Nós não iremos parar até te encontrar, Onara. Não adianta correr, muito menos se esconder, pois aonde você estiver, nós estaremos. E se nos entregar o que queremos, você terá acesso a coisas inimagináveis.

Era sempre assim, On era chantageada, ludibriada e tentada com coisas que ela desejaria ter, mas eles não poderiam realizar o seu maior desejo: ter seu pai de volta.

Ela sempre o escutava conversar sozinho, e como qualquer pessoa normal, o julgou. Pensou que Kayak estava louco. Ele era conhecido como tal na cidade inteira, e On tinha tanta vergonha do pai, que rara vez saiam juntos.
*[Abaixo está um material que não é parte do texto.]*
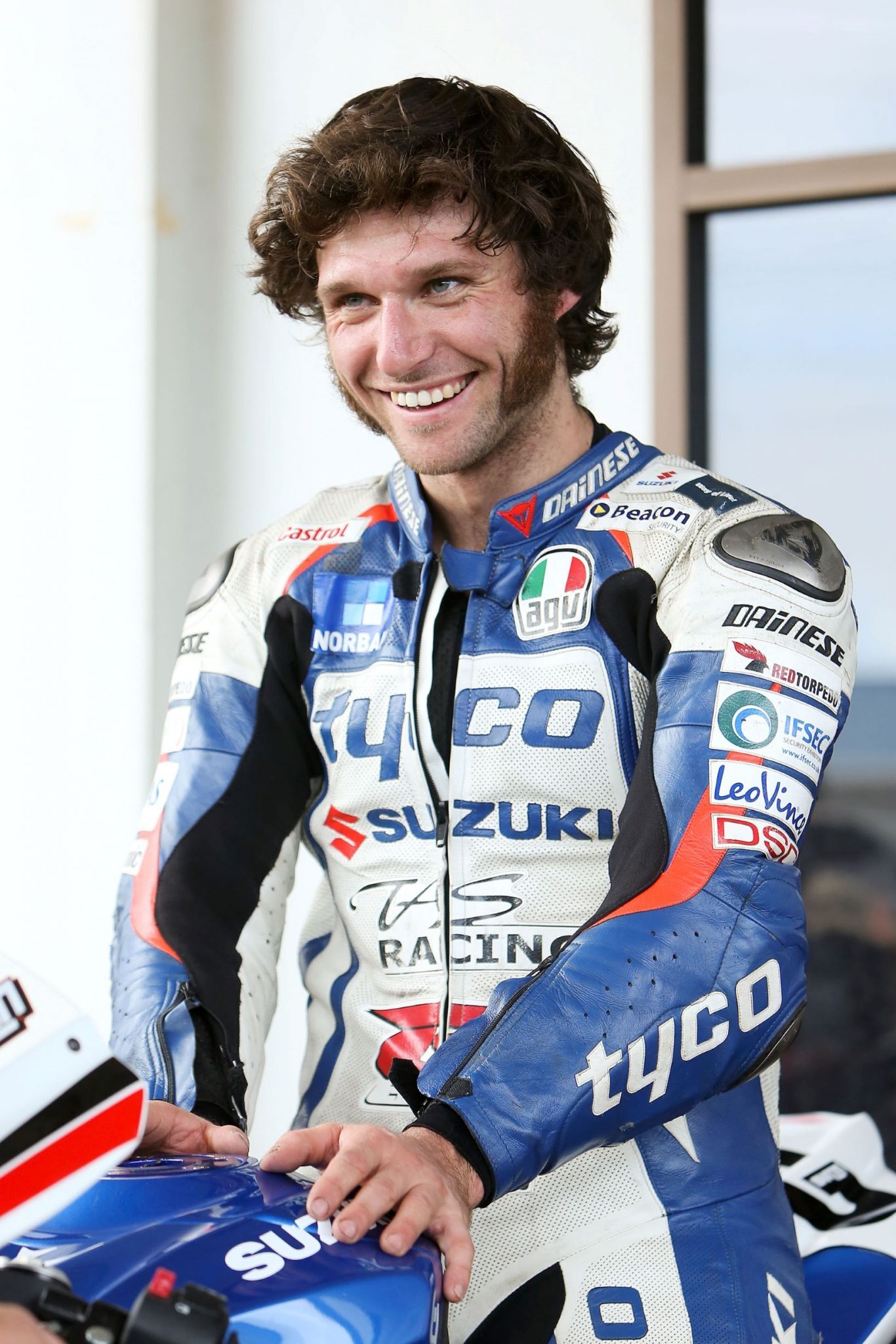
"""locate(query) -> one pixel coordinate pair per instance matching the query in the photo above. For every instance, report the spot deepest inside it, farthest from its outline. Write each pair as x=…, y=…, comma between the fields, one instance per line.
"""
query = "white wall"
x=77, y=241
x=272, y=428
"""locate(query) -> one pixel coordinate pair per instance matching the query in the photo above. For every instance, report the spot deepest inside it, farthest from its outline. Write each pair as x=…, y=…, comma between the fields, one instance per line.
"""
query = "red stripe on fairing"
x=109, y=1129
x=143, y=897
x=622, y=538
x=377, y=514
x=692, y=864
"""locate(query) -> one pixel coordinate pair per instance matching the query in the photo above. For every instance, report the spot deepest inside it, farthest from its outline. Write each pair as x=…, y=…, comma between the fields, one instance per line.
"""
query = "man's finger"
x=225, y=1139
x=453, y=1238
x=314, y=1146
x=383, y=1192
x=413, y=1218
x=355, y=1162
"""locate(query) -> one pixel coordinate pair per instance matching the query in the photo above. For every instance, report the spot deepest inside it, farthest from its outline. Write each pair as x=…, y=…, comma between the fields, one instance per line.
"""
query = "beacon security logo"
x=777, y=727
x=609, y=516
x=556, y=593
x=352, y=613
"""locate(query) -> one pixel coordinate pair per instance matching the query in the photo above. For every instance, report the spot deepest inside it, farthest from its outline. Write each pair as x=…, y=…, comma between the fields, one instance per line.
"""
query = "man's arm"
x=689, y=977
x=202, y=901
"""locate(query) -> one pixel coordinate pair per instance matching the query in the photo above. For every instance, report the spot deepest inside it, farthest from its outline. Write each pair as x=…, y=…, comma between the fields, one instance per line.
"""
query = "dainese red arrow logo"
x=520, y=516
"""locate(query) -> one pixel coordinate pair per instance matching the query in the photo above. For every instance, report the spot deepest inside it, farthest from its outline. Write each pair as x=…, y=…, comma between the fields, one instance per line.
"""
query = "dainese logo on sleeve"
x=556, y=595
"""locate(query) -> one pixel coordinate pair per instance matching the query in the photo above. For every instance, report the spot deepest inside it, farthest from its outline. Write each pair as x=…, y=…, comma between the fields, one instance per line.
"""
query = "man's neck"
x=551, y=440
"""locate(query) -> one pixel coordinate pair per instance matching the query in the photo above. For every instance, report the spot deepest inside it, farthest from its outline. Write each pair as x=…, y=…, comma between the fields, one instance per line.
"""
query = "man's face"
x=432, y=341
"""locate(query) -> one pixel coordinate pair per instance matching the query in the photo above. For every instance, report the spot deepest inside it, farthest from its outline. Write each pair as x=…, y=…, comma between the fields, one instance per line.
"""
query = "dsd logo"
x=744, y=833
x=555, y=597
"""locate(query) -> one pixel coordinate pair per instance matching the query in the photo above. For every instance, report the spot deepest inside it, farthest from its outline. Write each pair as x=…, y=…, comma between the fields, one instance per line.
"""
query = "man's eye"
x=445, y=284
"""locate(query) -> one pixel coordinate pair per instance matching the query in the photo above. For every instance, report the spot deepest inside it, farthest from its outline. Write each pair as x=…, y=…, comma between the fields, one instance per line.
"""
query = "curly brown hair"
x=425, y=140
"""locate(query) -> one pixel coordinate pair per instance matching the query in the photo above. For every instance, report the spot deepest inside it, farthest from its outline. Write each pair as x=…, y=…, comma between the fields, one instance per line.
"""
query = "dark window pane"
x=800, y=78
x=802, y=383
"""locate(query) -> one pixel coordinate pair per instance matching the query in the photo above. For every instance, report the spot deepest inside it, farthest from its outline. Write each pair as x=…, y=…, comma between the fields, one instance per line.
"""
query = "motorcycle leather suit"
x=556, y=791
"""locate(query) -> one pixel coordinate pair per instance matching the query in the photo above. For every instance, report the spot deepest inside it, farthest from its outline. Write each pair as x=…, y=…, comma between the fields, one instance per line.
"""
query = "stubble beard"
x=515, y=413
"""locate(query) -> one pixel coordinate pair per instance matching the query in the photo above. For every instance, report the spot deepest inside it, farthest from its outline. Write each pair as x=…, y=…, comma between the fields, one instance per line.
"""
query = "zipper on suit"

Suas amigas debochavam dele e ela ria com elas, seu então namorado teve a coragem de usá-lo como desculpa para o término do namoro.
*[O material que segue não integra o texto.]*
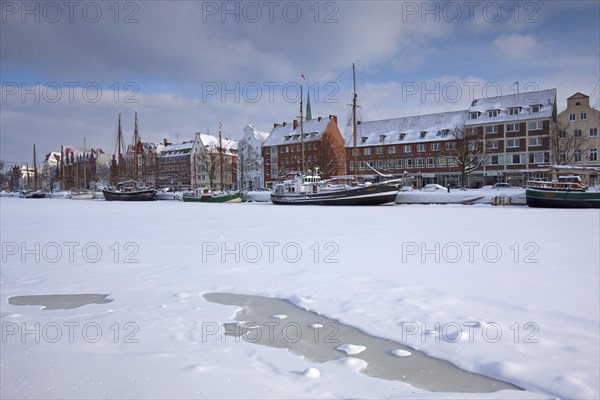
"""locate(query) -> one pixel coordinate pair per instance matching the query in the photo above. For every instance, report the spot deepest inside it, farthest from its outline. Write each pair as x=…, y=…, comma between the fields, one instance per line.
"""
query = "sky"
x=69, y=67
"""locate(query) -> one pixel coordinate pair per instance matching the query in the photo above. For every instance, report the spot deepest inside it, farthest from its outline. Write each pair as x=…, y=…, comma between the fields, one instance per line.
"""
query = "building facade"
x=577, y=143
x=509, y=134
x=323, y=149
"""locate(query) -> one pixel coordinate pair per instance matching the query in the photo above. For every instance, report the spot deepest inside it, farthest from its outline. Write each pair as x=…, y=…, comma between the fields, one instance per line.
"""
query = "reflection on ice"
x=59, y=301
x=321, y=339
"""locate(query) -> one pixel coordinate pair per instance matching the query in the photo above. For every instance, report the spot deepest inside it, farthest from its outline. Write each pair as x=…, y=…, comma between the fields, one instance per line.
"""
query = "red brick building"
x=323, y=149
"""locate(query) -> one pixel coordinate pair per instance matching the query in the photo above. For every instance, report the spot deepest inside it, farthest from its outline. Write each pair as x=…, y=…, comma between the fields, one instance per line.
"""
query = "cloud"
x=516, y=46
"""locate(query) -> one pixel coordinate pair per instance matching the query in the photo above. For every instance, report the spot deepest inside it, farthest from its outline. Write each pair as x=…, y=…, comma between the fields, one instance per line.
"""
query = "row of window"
x=578, y=133
x=582, y=117
x=510, y=111
x=406, y=163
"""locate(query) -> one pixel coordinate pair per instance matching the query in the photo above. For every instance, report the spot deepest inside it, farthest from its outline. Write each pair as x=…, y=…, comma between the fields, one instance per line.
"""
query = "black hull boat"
x=360, y=195
x=566, y=192
x=129, y=195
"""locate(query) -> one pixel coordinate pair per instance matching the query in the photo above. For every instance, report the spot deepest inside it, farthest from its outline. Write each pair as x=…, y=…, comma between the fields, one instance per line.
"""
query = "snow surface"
x=514, y=292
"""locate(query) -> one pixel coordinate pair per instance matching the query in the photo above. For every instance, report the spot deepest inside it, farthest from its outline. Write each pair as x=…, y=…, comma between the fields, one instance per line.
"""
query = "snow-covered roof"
x=522, y=105
x=418, y=128
x=282, y=134
x=254, y=136
x=212, y=143
x=176, y=150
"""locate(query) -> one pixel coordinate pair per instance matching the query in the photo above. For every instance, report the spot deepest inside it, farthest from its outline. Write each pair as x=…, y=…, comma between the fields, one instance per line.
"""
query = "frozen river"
x=510, y=293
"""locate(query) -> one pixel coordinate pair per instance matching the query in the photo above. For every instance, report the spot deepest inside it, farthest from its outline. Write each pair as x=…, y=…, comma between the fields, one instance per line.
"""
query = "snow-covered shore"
x=519, y=285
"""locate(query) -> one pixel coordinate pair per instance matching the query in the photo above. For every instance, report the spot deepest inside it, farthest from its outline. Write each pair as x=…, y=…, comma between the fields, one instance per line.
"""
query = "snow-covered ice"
x=508, y=292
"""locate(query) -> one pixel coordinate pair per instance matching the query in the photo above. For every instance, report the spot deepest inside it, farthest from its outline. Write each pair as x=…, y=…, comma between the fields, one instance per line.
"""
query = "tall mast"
x=34, y=169
x=62, y=166
x=221, y=157
x=302, y=132
x=135, y=140
x=354, y=123
x=84, y=165
x=119, y=155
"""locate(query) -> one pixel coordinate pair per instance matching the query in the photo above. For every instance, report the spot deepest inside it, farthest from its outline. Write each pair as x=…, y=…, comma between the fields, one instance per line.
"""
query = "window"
x=537, y=158
x=491, y=129
x=512, y=143
x=562, y=134
x=512, y=127
x=536, y=141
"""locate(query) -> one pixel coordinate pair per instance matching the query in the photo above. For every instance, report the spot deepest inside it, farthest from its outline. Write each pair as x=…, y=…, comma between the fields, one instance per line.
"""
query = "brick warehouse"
x=323, y=148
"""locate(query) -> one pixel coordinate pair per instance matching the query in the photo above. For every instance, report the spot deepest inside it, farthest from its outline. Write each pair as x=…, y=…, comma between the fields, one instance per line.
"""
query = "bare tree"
x=470, y=151
x=566, y=147
x=248, y=162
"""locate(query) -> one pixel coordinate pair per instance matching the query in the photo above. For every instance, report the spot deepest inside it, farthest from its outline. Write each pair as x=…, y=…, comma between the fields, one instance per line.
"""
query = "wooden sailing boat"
x=312, y=190
x=84, y=194
x=35, y=194
x=211, y=196
x=127, y=190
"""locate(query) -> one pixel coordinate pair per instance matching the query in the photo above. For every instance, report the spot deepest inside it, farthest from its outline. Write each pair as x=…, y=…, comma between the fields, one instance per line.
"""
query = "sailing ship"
x=128, y=190
x=566, y=192
x=205, y=195
x=35, y=193
x=310, y=189
x=84, y=194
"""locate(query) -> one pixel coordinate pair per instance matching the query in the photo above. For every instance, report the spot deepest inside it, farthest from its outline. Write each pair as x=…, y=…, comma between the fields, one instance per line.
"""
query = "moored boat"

Foi depois do suicídio do seu pai, a três anos atrás, que On começou a escutar as 'vozes' na sua cabeça. No começo ela procurou ajuda com uma tia, que não acreditou em nada do que ela disse e a mandou para um centro psicológico que mais parecia com um inferno na terra, e graças às instruções das mesmas vozes, ela conseguiu escapar daquele lugar terrível. Que ironia.

Eles disseram como ela deveria sair, o que deveria fazer e até como agir se surgisse alguém para impedi-la de sair dali.

On não se orgulha das coisas que teve que fazer quando se viu finalmente livre, mas também não se envergonha. Ela precisava sobreviver, pelo seu próprio bem. Mas tudo não passou de uma artimanha, para que ela pudesse entregar o que quer que aquelas vozes estivessem buscando. Porque segundo o que diziam, ela de nada serviria se estivesse dentro daquele hospício.

Você está se cansando à toa, garotinha. Sabe que quando menos esperar, nós iremos te alcançar.

Quero ver vocês tentarem. – Pensou. Não via mais a necessidade de falar algo, já que os malditos podiam literalmente ler seus pensamentos.

Estamos ficando sem paciência, Onara. OU VOCÊ NOS ENTREGA O ORBE OU SOFRERÁ AS CONSEQUENCIAS. – O grito a fez parar no lugar e sentar no meio-fio sujo, dando um tapa em uma ratazana que passava por ali.

Sua cabeça começava a doer ao ponto de nublar a sua vista e fazê-la ver estrelinhas.

Lágrimas desciam por suas bochechas sujas de fuligem e se misturavam com a poça de lama bem debaixo dos seus pés cansados.

— Por que eu? – Sua voz se misturou ao choro. On ainda não entendia a razão daquilo estar acontecendo justamente com ela.

Porque o universo assim o quis. Não se sinta mal, Onara. Quando finalmente nos reunirmos, te explicarei tudo.

A garota quase se deixou levar pelo tom aveludado que a voz adquiriu. Mas ela sabia que quando fosse capturada, era questão de tempo até que encontrassem o que buscavam para ser descartada como um objeto inservível.

Onara estava cansada, com fome e todos os músculos do seu corpo doíam. Ela ainda não entendia porquê tanto fugia deles, se sabia que poderiam encontrá-la quando quisessem. Eles estavam jogando com ela, como um peão. Estavam se divertindo às suas custas. Mas aquilo teria que acabar, ela não podia suportar mais um dia fugindo do desconhecido.

Em um pulo, se levantou da calçada, limpou a sujeira das suas calças, em vão já que estavam iguais de sujas, e se concentrou para conversar com aquela voz.

Sua cabeça foi invadida por muitas vozes ao longo dos três anos, mas por mais estranho que parecesse, uma delas, era mais... autoritária. Como se fosse o líder. E era com ela que ela iria dialogar.

— Ok, eu me rendo. – Começou. — Os levarei até a minha casa, e os ajudarei a procurar esse maldito orbe, mas uma vez que o encontrem, tem que prometer que irão embora e me deixar em paz de uma vez por todas.

Fechou os olhos e esperou pela resposta. Por alguns minutos, sua cabeça ficou totalmente vazia. Ela não escutava nada. Respirou aliviada, ao disfrutar daquela sensação de paz, pela primeira vez em um bom tempo.

Tudo bem. – Foi a única coisa que ele disse e depois, silencio total.